Il ne reste plus qu’à les charger, ainsi que la soupe. Nous sommes en avance sur l’horaire. 

Ce soir est un peu spécial, le foyer à prévu un repas de Noël pour les résidents. Il y a des petits fours pour tout le monde en guise d’apéritif. Le Directeur nous invite à participer à la dégustation avant de partir. Les visages sont souriants, tout le monde semble détendu, ça fait plaisir à voir. 

19h45, nous partons pour La Part-Dieu. Le trajet dure à peine 10 minutes. 

Une vingtaine de personnes nous attendent déjà. 

Parmi eux, Gérard est là. Il est toujours là… Depuis des années… Il nous aide à installer les tréteaux et les tables, comme d’habitude. Il est calme, serviable et semble toujours de bonne humeur.

Il ne vit pas dans la misère, mais ses revenus insuffisants ne lui permettent pas se payer un repas tous les soirs. Alors la soupe de nuit est un moment qui compte. C’est aussi un lieu convivial où il retrouve quelques copains. Des liens se tissent avec le temps et les gens se connaissent et se parlent. 

Après avoir installé les tables, une bénévole se met à la soupe, une autre lui donne les bols et une troisième se charge du service. 2 autres bénévoles se chargent de distribuer les colis. Au début il y a toujours un petit coup de bourre… Tout le monde voudrait être servi en même temps. Ceux qui sont à la soupe n’ont pas le temps de respirer… Heureusement, 10 à 15 minutes plus tard, le rythme se ralentit. 

Tout se passe bien, l’ambiance est calme. Le froid est assez rude. 

J’en profite pour aller discuter un peu avec ceux qui ont fini de manger.

Jean-Paul vient me voir. Il travaille sur les marchés pour un salaire d’environ 300 € par mois. Alors forcément, une fois le loyer payé, même avec l’allocation logement, il ne reste plus grand chose.

La soupe de nuit lui apporte un peu de chaleur, au sens propre comme au sens figuré. Il est heureux de m’annoncer qu’il va passer Noël avec sa famille. Je suis heureux pour lui car pour beaucoup, Noël se passe dans la solitude. 

Nous sommes jeudi et les équipes du Samu Social de la Croix-Rouge ne vont pas tarder. Leur arrivée nous soulage un peu car ceux qui ont fini de manger vont vers eux pour chercher du café et des gâteaux. 

Nous proposons également une soupe aux équipiers qui le souhaitent. Ce soir, j’en connais au moins 2 qui l’apprécient particulièrement… 

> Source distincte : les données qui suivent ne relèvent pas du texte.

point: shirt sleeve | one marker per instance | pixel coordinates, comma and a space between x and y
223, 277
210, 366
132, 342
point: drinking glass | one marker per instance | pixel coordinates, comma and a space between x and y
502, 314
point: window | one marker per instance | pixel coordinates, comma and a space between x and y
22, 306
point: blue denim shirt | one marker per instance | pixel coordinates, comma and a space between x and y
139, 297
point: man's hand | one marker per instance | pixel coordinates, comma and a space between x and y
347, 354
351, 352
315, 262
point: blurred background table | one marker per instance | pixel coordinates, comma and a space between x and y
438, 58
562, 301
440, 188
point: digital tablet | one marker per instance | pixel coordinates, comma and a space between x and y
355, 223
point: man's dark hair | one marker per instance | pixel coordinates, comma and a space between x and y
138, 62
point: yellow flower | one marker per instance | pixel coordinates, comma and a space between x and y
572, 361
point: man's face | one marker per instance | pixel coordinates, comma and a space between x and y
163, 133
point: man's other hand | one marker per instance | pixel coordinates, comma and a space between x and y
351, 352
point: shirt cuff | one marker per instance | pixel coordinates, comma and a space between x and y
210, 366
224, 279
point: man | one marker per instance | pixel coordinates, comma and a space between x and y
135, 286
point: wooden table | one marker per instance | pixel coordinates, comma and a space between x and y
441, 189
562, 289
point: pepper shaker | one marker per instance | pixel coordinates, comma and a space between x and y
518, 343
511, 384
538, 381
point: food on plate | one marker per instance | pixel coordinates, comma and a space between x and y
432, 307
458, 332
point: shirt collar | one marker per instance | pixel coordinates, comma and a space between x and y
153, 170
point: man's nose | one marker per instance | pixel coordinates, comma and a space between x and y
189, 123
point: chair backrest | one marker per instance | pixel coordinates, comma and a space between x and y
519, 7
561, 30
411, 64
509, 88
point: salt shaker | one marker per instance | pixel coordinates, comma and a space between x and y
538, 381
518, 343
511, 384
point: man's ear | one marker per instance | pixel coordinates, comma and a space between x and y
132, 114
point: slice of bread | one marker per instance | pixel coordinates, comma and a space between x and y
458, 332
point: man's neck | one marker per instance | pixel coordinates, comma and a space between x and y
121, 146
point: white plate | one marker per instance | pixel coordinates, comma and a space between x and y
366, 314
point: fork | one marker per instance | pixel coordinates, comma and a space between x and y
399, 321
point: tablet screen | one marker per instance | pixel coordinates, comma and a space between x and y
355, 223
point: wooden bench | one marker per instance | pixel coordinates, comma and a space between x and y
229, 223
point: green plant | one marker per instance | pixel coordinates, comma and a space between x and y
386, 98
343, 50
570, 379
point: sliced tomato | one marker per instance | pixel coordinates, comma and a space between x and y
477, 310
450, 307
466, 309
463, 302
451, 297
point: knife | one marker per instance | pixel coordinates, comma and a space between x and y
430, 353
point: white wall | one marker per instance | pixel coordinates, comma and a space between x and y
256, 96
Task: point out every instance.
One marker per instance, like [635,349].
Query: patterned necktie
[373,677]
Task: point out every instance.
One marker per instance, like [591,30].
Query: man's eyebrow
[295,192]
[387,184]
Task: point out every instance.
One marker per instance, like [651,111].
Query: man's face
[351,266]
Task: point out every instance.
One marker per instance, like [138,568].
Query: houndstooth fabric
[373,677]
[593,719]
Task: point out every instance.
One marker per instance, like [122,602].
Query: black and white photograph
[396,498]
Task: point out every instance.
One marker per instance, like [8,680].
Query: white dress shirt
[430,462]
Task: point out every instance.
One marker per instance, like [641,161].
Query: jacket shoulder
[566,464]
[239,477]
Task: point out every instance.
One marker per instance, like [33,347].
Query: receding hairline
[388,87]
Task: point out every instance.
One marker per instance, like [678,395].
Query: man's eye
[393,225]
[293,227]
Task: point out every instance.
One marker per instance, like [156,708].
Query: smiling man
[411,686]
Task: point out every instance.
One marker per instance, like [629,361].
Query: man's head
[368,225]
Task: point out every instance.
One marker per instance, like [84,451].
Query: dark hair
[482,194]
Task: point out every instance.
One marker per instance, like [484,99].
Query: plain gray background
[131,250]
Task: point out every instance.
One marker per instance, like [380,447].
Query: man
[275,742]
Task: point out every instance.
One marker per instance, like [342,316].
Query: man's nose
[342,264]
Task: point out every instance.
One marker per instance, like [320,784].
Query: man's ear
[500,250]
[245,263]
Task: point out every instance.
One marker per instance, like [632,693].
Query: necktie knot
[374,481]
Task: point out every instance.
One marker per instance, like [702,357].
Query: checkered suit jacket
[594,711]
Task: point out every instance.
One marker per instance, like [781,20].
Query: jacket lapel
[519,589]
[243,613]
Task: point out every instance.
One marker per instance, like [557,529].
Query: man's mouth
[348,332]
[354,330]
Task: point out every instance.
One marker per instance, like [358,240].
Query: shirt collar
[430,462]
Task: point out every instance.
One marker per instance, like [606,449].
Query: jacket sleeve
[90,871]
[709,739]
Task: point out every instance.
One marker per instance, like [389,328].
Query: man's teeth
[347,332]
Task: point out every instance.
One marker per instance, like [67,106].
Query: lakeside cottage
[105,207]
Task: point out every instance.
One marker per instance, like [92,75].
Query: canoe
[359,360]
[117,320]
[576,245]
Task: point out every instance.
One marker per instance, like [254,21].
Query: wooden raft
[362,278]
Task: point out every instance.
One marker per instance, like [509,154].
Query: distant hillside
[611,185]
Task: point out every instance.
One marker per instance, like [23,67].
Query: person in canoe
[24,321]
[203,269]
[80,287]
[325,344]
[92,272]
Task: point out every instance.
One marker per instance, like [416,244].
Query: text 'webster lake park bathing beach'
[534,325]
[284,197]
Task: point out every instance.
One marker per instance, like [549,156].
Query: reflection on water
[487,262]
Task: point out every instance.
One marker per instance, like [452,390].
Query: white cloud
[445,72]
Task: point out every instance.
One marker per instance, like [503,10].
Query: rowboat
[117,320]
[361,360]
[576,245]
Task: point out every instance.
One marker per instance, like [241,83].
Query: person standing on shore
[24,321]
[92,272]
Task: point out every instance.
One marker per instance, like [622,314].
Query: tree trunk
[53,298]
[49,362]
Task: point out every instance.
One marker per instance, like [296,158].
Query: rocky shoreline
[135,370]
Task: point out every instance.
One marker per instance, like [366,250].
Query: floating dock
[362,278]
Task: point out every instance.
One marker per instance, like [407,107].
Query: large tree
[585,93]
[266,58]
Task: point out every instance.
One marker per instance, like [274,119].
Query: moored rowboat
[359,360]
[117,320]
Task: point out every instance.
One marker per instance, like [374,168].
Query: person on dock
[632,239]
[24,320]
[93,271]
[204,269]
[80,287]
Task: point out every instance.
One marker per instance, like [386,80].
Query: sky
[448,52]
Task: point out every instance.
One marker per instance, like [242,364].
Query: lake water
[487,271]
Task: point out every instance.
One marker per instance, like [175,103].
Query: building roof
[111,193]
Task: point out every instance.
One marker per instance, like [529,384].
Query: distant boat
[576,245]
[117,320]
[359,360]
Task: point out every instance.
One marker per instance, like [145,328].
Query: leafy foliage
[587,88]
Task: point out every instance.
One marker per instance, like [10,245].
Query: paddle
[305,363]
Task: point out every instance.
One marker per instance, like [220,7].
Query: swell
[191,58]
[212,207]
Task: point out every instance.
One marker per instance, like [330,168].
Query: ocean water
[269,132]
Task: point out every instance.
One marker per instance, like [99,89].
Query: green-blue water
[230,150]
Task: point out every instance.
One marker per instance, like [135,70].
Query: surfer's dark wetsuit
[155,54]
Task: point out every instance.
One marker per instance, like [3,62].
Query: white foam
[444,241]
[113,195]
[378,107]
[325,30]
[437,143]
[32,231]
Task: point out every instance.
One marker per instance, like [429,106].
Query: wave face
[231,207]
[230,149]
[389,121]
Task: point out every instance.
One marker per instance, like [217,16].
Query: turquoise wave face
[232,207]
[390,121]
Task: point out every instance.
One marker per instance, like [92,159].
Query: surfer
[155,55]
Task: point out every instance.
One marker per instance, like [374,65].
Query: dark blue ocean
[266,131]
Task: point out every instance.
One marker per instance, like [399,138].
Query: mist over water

Sans vouloir dresser des lauriers aux cuistots de la Cité,  « notre » soupe est très appréciée par tout le monde, les premiers bénéficiaires, bien sur, mais nous aussi, bénévoles. 

C’est l’occasion de discuter un peu avec d’autres volontaires comme nous. Nous touchons les mêmes populations et même si nos approches sont différentes, la bonne communication entre les différents intervenants et un élément important pour tout le monde. 

20h45, nous levons le camp pour Perrache.